The bullpen catcher he is not. In fact, with pitching numbers that lead all rookies, Miley has been the D-backs’ most effective starter and very well could be in line for an All-Star appearance. Not bad for a 25th man originally kept on as a long reliever.
Miley notched another dominant performance Wednesday night in a 6-1 win over the Rockies. In getting his NL rookie-best seventh win (tied with Texas’ Yu Darvish for the league lead among rookies), Miley threw a season-high eight innings and allowed one earned run on just three hits while striking out five.
“He was outstanding,” Gibson said. “It’s the same Wade we’ve seen, and he went a little deeper today.”
In addition to his seven wins – one off the NL lead – Miley owns a sparkling 2.53 ERA. That’s easily the best among rookies, is 0.81 points better than Darvish and seventh-best overall in the NL.
With Ian Kennedy having gone through a rough patch, Daniel Hudson missing time with a shoulder injury and Trevor Cahill still searching for consistency, Miley’s reliability in the rotation has been one of the reasons the D-backs have avoided collapse.
“He’s been a rock for us,” Gibson said. “He trusts the game plan, he trusts his catcher and he makes it easy on himself.”

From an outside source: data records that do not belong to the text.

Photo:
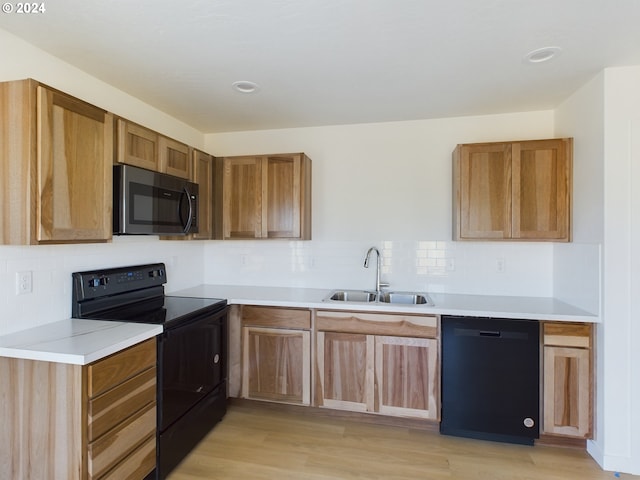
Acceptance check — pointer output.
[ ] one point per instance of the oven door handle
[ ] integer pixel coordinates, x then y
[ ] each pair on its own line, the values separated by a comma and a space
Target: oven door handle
187, 225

How Miley went from long reliever to apparent staff ace is a little complicated. He twice bailed out bad outings by former starter Josh Collmenter before getting a shot of his own when Hudson went on the disabled list.

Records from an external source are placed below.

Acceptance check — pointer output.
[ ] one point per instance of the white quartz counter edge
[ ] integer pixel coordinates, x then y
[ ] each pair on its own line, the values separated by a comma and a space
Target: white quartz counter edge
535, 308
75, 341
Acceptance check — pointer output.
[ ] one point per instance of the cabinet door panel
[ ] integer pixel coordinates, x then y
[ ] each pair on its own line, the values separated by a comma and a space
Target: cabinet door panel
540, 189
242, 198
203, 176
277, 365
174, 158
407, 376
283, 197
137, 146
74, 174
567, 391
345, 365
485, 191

Then it was unclear if Miley would remain in the rotation, even after six shutout innings in his first start. He did get another shot, and his one-hit, no-earned run outing essentially solidified a spot in the rotation. But ask the 25-year-old what the secret’s been to his success and you’ll hear little more than “just throwing strikes.”
“I’m trying to stick with what we started with,” Miley said. “Everything’s working.”
Indeed, everything is working. So much so that local and national buzz has Miley an early contender for the NL Rookie of the Year Award. It may be early, but Miley is certainly working on a compelling case. He, of course, isn’t thinking about individual honors with the D-backs running third in the NL West.
“I just try not to think about that too much,” Miley said. “Just stay focused on what we’re trying to do as a team and we’ll go from there.”
And how about the talk of Miley as the D-backs’ potential All-Star Game representative? He’s been their most consistent player overall, pitcher or otherwise. Justin Upton has scuffled most of the year so far, and Chris Young hasn’t been the same since injuring his shoulder.
“I don’t even listen to that stuff,” Miley said. “We just want to get on a roll as a team. We’ve been struggling.”
There’s no way of knowing how long Miley will maintain the results he has seen so far, but he’s undoubtedly off to a very good start. If there were any knock against him Wednesday night, it was his 0 for 3 performance at the plate.
That’s no unusual line for a pitcher, and no one was actually criticizing him, but with an eight-game hitting streak entering the night, Miley had set the bar perhaps a bit high for himself. He knows he is no Silver Slugger, though, and was not lobbying for another at-bat with two outs in the eighth and Colorado reliever Rex Brothers on the mound.
“That dude was throwing 95,” Miley said. “I didn’t have a chance.”